Gun rights groups ask judge to uphold injunction in NJ carry case

Gun rights groups ask judge to uphold injunction in NJ carry case
AP Photo/Lisa Marie Pane

In the wake of the Bruen decision, a number of states tried to enact laws that would make it virtually impossible to lawfully carry a firearm. Sure, you could get a permit, but it would be so difficult to carry a firearm and comply with the law that your gun rights would seem nonexistent.


When a state did that, though, they immediately found themselves faced with a lawsuit challenging the new law. After all, the Bruen decision expressly warns against such shenanigans.

One such state that ignored that warning was New Jersey.

An injunction was issued, and now gun rights advocates are urging the judge to leave that injunction in place.

Attorneys for Second Amendment advocates fighting New Jersey’s new gun law are urging a federal appeals court to uphold a recent ruling blocking most of the law from taking effect.

State attorneys failed to prove anyone would be irreparably harmed by U.S. District Court Judge Renée Marie Bumb’s order earlier this month affirming people’s right to carry guns in many places state lawmakers banned them, the lawyers wrote in two briefs filed Tuesday in response to the state attorney general’s appeal of Bumb’s order.

Attorneys representing New Jersey gun owners Ronald Koons and Aaron Siegel filed separate challenges the day Gov. Phil Murphy signed the law in December. The cases were later consolidated.

In two briefs totaling almost 60 pages, the attorneys repeatedly refer to Bruen, the U.S. Supreme Court case that struck down restrictions on gun carry, as a reason why the state’s bid to halt Bumb’s preliminary injunction is “flawed from start to finish,” as Siegel’s attorneys put it.

“Governments may bar the carrying of firearms in only ‘exceptional circumstances,’” Koons’ attorneys noted, citing Bruen. “The exception cannot become the rule.”


Of course, we need to remember that this is New Jersey. It’s not a state known for valuing the gun rights of its citizens. It was one of those states that was the reason the Bruen decision had to happen. Residents there couldn’t get a permit without a supposedly good cause, and general self-defense wasn’t accepted as a reason.

As a result, people’s gun rights only existed at the whim of a public official.

Since New Jersey can’t do that anymore, they want to make it as difficult as possible to carry a firearm.

The injunction, as it stands, keeps people from being arrested simply because they stray too close to some forbidden location, among other things. So far, the injunctions have protected law-abiding citizens, which is what laws are supposed to do, at least in theory.

Keeping the injunction in place makes perfect sense.

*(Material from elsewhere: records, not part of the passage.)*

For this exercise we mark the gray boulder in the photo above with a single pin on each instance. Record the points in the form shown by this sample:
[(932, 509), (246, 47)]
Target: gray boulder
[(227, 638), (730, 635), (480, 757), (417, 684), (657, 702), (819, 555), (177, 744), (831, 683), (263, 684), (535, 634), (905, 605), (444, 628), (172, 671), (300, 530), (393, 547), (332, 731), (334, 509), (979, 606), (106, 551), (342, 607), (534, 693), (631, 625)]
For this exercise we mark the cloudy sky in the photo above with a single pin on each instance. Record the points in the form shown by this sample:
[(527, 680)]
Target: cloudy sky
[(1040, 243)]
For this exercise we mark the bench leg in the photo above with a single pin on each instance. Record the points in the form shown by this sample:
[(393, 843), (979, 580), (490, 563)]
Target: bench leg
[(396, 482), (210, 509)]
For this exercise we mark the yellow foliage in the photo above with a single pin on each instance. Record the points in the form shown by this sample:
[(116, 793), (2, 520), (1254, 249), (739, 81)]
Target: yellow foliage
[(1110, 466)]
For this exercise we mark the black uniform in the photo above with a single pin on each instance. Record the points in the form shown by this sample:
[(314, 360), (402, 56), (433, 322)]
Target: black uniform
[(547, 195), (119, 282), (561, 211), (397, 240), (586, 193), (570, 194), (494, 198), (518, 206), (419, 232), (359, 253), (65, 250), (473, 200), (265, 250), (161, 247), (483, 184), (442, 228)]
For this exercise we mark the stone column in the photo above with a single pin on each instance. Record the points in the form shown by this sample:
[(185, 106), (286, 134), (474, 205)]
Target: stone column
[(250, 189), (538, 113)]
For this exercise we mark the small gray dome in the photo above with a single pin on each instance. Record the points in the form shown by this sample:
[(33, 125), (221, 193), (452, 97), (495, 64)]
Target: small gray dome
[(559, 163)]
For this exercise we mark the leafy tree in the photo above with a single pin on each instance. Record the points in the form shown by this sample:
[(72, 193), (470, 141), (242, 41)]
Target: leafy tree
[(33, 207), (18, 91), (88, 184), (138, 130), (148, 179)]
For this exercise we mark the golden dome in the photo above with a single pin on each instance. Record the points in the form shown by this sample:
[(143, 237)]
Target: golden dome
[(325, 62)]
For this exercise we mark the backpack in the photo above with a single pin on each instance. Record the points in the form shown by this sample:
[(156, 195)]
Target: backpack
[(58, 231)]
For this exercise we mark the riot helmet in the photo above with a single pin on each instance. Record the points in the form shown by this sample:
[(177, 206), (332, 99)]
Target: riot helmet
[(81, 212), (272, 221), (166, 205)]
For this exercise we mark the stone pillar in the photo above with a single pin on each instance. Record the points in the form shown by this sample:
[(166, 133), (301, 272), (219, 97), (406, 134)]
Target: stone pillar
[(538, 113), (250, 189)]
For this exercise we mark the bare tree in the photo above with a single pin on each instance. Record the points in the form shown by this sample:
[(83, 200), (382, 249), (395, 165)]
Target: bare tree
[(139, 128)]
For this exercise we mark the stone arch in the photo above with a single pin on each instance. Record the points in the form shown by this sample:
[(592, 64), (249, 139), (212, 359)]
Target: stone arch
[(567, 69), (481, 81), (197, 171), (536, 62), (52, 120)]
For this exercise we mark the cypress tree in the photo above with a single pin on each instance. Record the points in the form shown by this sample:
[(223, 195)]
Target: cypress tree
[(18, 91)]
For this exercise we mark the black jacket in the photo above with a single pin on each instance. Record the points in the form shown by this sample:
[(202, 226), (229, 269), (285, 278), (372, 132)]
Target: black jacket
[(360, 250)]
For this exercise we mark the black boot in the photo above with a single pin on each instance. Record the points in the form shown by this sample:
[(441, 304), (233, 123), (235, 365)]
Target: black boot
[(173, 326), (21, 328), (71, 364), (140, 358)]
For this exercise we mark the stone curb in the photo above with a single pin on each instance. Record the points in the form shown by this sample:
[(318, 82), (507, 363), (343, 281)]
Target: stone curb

My hope is that the federal court agrees and leaves it right where it’s at, thus denying New Jersey officials the opportunity to jam up law-abiding citizens who just want to exercise their gun rights. Especially in the wake of Bruen.


What will happen? I know what I think should happen, but whether the federal court will agree with me or not remains to be seen. Regardless, even if the injunction doesn’t remain, the time for the law is limited and I think we all know it.